Now, common sense says that when we run across trash along the trail that we pick it up. But what Pat was saying is that isn't what the DNR is expecting us to do. That help?
Jim hit it the nail on the head. When I said we are not there to pick up trash and we are on our own, what I meant was the DNR does not have a set plan in place to accomodate the trash we ALWAYS pickup during trail maintanence. And your correct Jacob, we do more trash pickup than actual signage and brushing. Nature of the beast I guess.
I think some of the confusion comes from the term "trail cleanup" versus "trail maintanence"
Trail cleanup is something like what the Two trackers are doing or what the post above mentioned. This can be organized through the DNR or USFS as Adopt A Forest or the like.
Trail Maintanence on the other hand is a contractual agreement between the grantor and the grantee.
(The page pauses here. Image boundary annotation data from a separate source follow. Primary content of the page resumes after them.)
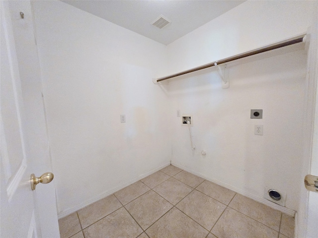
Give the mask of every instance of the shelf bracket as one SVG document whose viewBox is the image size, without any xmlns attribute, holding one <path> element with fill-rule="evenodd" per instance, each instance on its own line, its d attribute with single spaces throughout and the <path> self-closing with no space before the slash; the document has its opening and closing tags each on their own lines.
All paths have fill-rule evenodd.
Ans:
<svg viewBox="0 0 318 238">
<path fill-rule="evenodd" d="M 217 66 L 219 68 L 219 75 L 222 79 L 222 88 L 227 88 L 230 86 L 228 77 L 228 69 L 227 67 L 227 65 L 225 63 L 224 63 L 223 64 L 224 65 L 224 69 L 222 69 L 222 67 L 220 66 L 220 65 L 218 64 L 217 62 L 214 63 L 214 65 L 215 66 Z"/>
</svg>

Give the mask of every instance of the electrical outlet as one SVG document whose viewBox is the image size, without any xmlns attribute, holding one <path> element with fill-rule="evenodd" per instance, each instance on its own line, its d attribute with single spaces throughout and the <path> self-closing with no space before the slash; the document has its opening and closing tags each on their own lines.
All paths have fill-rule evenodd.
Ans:
<svg viewBox="0 0 318 238">
<path fill-rule="evenodd" d="M 120 115 L 120 123 L 126 122 L 126 115 Z"/>
<path fill-rule="evenodd" d="M 258 135 L 263 135 L 263 125 L 255 125 L 254 127 L 254 134 Z"/>
</svg>

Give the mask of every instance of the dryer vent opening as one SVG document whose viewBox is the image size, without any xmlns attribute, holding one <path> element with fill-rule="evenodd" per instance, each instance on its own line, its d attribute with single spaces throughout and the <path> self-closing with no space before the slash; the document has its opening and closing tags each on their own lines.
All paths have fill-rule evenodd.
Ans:
<svg viewBox="0 0 318 238">
<path fill-rule="evenodd" d="M 280 194 L 274 189 L 270 189 L 268 190 L 268 195 L 273 199 L 275 201 L 279 201 L 282 198 Z"/>
</svg>

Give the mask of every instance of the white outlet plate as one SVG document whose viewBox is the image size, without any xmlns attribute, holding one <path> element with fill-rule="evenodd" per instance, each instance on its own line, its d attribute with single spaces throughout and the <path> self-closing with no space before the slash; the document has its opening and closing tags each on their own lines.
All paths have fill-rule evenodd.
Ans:
<svg viewBox="0 0 318 238">
<path fill-rule="evenodd" d="M 126 115 L 120 115 L 120 123 L 126 122 Z"/>
<path fill-rule="evenodd" d="M 263 125 L 255 125 L 254 127 L 254 134 L 258 135 L 263 135 Z"/>
</svg>

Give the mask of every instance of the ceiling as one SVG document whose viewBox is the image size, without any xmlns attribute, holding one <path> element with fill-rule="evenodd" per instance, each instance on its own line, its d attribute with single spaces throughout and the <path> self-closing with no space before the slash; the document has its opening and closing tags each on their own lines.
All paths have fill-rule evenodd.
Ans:
<svg viewBox="0 0 318 238">
<path fill-rule="evenodd" d="M 245 0 L 95 0 L 62 1 L 164 45 L 168 45 Z M 152 25 L 163 15 L 171 23 Z"/>
</svg>

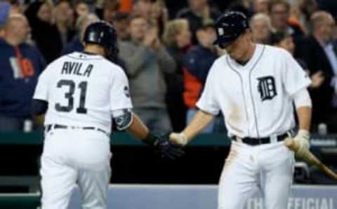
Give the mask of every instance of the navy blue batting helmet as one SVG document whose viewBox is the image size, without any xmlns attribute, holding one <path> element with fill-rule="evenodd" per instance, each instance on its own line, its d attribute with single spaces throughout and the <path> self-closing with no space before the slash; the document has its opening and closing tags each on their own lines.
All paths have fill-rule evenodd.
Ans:
<svg viewBox="0 0 337 209">
<path fill-rule="evenodd" d="M 89 25 L 84 32 L 83 41 L 103 47 L 109 59 L 114 60 L 117 58 L 117 34 L 115 29 L 107 22 L 98 21 Z"/>
<path fill-rule="evenodd" d="M 249 28 L 249 23 L 244 13 L 229 11 L 218 18 L 216 27 L 217 39 L 214 44 L 225 48 L 244 33 Z"/>
</svg>

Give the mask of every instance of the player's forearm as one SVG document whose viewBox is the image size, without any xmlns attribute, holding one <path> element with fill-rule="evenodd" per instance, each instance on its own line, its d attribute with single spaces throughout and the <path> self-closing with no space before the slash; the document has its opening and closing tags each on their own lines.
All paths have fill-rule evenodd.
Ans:
<svg viewBox="0 0 337 209">
<path fill-rule="evenodd" d="M 43 127 L 44 123 L 44 114 L 33 116 L 33 120 L 35 124 Z"/>
<path fill-rule="evenodd" d="M 149 129 L 136 114 L 133 114 L 133 118 L 132 123 L 127 130 L 138 139 L 143 140 L 146 138 L 149 134 Z"/>
<path fill-rule="evenodd" d="M 300 107 L 296 109 L 300 130 L 309 131 L 311 123 L 312 109 L 310 107 Z"/>
<path fill-rule="evenodd" d="M 300 130 L 309 131 L 311 123 L 311 98 L 306 88 L 298 90 L 293 95 L 295 107 L 296 107 L 298 117 L 298 126 Z"/>
<path fill-rule="evenodd" d="M 189 126 L 182 132 L 187 140 L 187 142 L 200 133 L 214 118 L 214 116 L 202 111 L 198 111 L 194 115 Z"/>
</svg>

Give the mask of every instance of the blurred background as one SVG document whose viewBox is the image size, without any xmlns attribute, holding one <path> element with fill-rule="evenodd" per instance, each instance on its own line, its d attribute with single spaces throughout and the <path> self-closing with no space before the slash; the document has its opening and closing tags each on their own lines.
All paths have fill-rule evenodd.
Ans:
<svg viewBox="0 0 337 209">
<path fill-rule="evenodd" d="M 225 53 L 212 43 L 214 22 L 227 10 L 249 17 L 256 43 L 289 50 L 308 72 L 312 80 L 311 149 L 337 170 L 337 1 L 0 0 L 0 208 L 39 206 L 44 128 L 31 118 L 32 94 L 46 65 L 83 50 L 81 40 L 87 25 L 98 20 L 114 25 L 118 62 L 128 76 L 134 112 L 156 132 L 179 132 L 196 112 L 213 62 Z M 121 196 L 114 201 L 126 202 L 133 192 L 143 195 L 143 201 L 153 194 L 166 201 L 170 195 L 187 199 L 200 195 L 190 200 L 193 207 L 170 208 L 216 208 L 210 205 L 216 207 L 211 205 L 216 203 L 216 184 L 230 144 L 223 116 L 173 162 L 158 159 L 150 148 L 126 133 L 114 132 L 111 139 L 111 183 L 126 187 L 112 187 L 117 189 L 110 195 Z M 314 206 L 303 201 L 306 206 L 300 208 L 337 208 L 336 195 L 329 197 L 337 194 L 332 186 L 337 182 L 315 168 L 298 161 L 294 182 L 310 185 L 295 187 L 295 196 L 309 198 L 305 192 L 321 192 L 315 195 L 322 198 Z M 209 184 L 213 186 L 206 186 Z M 130 191 L 125 194 L 119 190 L 126 188 Z M 142 193 L 147 189 L 150 193 Z M 330 208 L 324 208 L 324 198 Z M 255 206 L 247 208 L 262 208 L 258 199 L 253 201 Z M 155 208 L 153 204 L 114 208 Z M 72 205 L 79 207 L 76 201 Z M 162 206 L 158 208 L 166 208 Z"/>
</svg>

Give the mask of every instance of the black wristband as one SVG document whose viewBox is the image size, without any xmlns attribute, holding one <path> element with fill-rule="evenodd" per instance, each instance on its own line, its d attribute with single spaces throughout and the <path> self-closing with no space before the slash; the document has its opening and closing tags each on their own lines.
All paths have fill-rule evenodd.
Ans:
<svg viewBox="0 0 337 209">
<path fill-rule="evenodd" d="M 151 132 L 149 132 L 146 137 L 143 139 L 143 142 L 150 146 L 154 146 L 157 144 L 158 137 L 152 134 Z"/>
</svg>

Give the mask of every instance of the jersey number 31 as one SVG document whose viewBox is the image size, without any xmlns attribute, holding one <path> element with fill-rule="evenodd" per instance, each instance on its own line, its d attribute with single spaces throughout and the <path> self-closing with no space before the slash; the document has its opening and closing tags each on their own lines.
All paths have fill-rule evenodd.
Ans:
<svg viewBox="0 0 337 209">
<path fill-rule="evenodd" d="M 87 81 L 81 81 L 79 84 L 79 88 L 81 90 L 79 95 L 79 106 L 76 109 L 76 112 L 79 114 L 86 114 L 86 87 L 88 86 Z M 62 88 L 63 86 L 67 86 L 69 91 L 65 94 L 65 97 L 68 100 L 68 104 L 67 106 L 62 106 L 60 103 L 56 103 L 55 109 L 58 112 L 68 112 L 74 109 L 74 93 L 75 92 L 76 84 L 72 80 L 60 80 L 57 84 L 58 88 Z"/>
</svg>

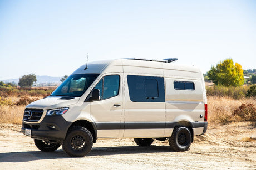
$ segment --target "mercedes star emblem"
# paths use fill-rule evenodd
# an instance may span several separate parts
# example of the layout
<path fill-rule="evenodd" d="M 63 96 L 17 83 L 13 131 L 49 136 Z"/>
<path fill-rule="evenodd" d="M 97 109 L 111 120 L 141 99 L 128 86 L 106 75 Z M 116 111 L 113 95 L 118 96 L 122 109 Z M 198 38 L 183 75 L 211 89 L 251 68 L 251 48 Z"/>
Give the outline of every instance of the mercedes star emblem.
<path fill-rule="evenodd" d="M 32 117 L 32 111 L 29 110 L 28 112 L 28 119 L 31 119 Z"/>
In this case GLFWDA is the grantee and the DNR ORV program is the grantor. The funds for trail maint. come from the sales of the ORV sticker and the contract is for the brushing, in our case 72" wide, and for the signage required under the contract. While we are there it would be highly irresponsible not to pick up trash.
I know that these two are entirely different endeavors, they do both share the same enviromental responsibility of packing out what we pack in, even though we are not the ones who originally packed it in. It begs the question, who are the real enviromentalist? I believe that would be the outdoorsman or woman.